Camp JRF has adopted core values of Judaism as a method of study. In creating programs and lessons of study we examine these values:

  • Hokhmah (wisdom) takes us to texts both ancient and modern as we delve into the style and methodology of learning that is steeped in our Jewish tradition. It has always been our duty to examine texts and hear the words and thoughts spoken to us in each civilization and in each culture. As Reconstructionists we have engaged in this study in formal ways, but there is an added excitement as we make the text come alive with innovative and creative activities.
  • Hiddur Mitzvah (creativity) reminds us of a time in our observant past when the fine arts could be used only in beautifying a mitzvah. The creation of ritual art for centuries was the major product. Ritual objects from menorahs to kiddush cups, wimples to tallitot, mizrahs to ketubot, Torah mantels to Shabbat tablecloths were all beautiful ways to enter into the world of the fine arts. It is now our joyous task to open these avenues and many more to informal learning, enhancing the connection to our heritage in the modern and ancient world.
  • Kedushah (spirituality) takes us to a different realm – a way in which we can encounter the Divine. For many campers, prayer has been offered as the first step in finding a spiritual connection, but it need not be the only path. Community expression, nature and environmental immersions, music and meditation, rhythm and dance – all of these vehicles can have a mystical approach for the individual and the group. It is an essential (yet not always easy) journey to find that spiritual chord.
  • Tziyonut (peoplehood), which might better be known by the non-political term of Yisrael, signifies the connection of the Jewish people to the land and the people of Israel. As Reconstructionists we feel the connection to cultural Zionism through the use of modern religious and popular Israeli songs, but we also attempt to be sensitive to a way in which the children of Isaac and the children of Ishmael can be brothers and sisters in a world of peace.
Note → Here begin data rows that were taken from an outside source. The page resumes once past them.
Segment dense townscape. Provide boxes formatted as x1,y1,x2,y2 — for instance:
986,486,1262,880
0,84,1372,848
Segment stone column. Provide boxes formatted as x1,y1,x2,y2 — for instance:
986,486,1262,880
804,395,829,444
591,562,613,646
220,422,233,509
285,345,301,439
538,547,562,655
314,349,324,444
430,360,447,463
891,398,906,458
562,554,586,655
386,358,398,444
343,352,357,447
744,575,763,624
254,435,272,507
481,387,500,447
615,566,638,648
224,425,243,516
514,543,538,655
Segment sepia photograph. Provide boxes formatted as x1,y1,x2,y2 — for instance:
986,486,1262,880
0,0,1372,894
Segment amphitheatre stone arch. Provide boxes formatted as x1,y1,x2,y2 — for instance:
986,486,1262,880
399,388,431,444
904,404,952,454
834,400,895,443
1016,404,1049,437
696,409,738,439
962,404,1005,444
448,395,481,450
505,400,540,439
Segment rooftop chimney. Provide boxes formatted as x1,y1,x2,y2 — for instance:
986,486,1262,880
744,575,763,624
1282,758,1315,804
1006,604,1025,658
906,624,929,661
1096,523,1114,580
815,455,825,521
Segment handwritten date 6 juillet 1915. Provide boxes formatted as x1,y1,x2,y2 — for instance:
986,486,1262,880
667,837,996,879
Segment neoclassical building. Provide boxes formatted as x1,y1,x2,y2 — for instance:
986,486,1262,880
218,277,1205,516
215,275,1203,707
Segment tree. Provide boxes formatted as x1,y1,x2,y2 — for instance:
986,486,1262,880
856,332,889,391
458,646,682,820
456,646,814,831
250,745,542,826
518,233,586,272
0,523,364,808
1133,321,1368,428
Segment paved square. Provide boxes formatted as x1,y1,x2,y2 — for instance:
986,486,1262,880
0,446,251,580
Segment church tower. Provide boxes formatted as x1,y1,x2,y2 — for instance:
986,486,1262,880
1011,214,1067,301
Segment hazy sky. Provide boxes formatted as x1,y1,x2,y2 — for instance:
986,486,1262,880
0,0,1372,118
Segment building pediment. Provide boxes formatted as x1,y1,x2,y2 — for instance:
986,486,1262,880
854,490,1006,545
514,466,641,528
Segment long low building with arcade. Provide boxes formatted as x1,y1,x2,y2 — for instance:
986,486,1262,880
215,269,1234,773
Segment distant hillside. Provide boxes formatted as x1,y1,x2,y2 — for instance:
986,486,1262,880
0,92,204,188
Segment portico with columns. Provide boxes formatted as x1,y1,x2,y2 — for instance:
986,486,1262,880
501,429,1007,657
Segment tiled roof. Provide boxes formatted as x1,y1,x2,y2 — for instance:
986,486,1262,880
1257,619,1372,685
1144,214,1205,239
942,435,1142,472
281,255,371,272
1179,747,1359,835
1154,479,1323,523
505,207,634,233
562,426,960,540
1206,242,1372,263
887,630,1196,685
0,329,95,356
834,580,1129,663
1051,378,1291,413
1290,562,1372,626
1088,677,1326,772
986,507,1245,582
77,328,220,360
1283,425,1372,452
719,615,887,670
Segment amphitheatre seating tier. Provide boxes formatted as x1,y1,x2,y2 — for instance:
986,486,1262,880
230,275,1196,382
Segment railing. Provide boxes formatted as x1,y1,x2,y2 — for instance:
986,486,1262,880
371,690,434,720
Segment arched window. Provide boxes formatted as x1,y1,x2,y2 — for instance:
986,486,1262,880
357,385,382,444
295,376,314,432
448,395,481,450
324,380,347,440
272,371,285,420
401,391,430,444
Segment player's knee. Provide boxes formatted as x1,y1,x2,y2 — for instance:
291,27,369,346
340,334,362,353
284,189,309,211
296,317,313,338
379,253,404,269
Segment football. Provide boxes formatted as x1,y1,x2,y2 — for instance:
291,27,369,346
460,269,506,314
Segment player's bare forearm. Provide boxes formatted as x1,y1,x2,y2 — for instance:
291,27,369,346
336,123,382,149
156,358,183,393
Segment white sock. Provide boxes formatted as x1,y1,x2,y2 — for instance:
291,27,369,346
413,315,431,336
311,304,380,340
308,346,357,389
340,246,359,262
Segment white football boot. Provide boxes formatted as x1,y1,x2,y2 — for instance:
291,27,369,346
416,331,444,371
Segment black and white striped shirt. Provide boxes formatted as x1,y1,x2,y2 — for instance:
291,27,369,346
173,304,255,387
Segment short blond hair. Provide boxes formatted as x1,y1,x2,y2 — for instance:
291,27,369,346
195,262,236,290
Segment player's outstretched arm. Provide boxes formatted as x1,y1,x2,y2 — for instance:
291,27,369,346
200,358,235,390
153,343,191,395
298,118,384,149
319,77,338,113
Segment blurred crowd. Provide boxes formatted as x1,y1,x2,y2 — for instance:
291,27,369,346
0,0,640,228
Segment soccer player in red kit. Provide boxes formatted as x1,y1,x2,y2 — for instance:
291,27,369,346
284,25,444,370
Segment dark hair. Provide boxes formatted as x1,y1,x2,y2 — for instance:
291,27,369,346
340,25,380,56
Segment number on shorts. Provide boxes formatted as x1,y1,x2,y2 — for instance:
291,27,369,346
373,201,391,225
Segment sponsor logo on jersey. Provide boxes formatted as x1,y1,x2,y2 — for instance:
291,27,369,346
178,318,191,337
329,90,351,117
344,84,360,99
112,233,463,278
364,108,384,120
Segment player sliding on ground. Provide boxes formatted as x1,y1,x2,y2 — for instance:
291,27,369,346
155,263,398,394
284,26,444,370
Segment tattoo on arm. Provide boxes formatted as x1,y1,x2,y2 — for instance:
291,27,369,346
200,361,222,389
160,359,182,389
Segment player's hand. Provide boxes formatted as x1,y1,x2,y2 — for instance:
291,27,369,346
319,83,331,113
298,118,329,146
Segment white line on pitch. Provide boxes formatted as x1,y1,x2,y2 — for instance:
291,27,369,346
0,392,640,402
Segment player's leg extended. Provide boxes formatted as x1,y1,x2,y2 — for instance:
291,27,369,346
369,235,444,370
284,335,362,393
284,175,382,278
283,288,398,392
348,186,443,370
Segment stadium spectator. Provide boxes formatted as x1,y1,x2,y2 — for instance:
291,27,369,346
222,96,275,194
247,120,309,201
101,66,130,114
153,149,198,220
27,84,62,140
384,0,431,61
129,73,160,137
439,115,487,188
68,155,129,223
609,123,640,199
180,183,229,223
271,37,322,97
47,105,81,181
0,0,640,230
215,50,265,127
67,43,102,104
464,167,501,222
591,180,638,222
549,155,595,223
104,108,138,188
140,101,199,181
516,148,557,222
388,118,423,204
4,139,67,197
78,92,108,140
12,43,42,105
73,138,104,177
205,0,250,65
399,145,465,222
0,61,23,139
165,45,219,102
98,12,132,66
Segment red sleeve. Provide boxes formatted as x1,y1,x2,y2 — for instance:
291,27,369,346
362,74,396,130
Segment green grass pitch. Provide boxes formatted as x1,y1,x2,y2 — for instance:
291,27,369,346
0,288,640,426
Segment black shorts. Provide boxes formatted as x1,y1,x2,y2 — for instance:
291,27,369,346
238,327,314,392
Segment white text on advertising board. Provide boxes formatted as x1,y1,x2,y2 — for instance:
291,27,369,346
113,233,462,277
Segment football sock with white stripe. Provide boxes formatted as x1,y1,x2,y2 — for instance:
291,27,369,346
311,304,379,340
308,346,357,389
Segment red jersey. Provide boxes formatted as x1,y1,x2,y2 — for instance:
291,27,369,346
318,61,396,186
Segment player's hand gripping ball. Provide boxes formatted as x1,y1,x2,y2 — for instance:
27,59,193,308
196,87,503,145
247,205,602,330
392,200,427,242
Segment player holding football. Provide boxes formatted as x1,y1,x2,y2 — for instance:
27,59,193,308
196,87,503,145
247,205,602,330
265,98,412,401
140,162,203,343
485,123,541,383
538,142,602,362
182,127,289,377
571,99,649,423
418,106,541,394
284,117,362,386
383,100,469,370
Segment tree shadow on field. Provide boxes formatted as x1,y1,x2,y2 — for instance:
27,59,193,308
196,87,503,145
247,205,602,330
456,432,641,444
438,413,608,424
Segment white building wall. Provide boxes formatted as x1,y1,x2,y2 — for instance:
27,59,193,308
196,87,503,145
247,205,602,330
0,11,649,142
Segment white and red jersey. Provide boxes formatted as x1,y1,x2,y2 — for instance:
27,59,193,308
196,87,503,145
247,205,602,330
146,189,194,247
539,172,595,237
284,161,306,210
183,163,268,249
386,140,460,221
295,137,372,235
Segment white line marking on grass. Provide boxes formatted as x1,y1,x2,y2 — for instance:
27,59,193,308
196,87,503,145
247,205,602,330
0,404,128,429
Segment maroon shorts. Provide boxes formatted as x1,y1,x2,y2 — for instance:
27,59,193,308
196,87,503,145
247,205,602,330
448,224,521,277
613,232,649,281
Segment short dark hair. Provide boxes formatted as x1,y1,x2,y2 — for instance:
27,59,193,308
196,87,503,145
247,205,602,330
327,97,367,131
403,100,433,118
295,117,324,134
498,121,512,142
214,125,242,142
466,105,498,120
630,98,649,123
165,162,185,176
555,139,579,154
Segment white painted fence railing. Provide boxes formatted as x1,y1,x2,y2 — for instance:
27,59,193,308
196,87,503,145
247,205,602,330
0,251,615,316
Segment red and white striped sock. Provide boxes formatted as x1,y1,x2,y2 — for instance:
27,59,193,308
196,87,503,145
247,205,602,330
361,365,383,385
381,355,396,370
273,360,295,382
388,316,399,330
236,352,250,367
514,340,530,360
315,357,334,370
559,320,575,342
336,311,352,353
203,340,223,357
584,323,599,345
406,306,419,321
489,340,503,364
  • Tikkun Olam (repairing the world) makes us ask the question, “How can we as Jews and as human beings bring about a better world?” There can be no doubt that our campers should incorporate into their lives a sense of tzedek – social, political, and economic justice – and a vision of working towards mending the local and global parts of their lives.
  • Derekh Eretz (character) focuses on the manner in which we should behave towards one another. Using the language of the Holiness Code, we strive to “love your neighbor as yourself.” The Camp JRF community is based on a code for the treatment of ourselves and each other based on the values of our heritage. Within this we remember that it should be our task to be good people.
  • Kehillah (community) is at the core of our program and our philosophy. In everything we do, we aim to create a community that is deeply caring, thoughtful, inclusive, and engaging.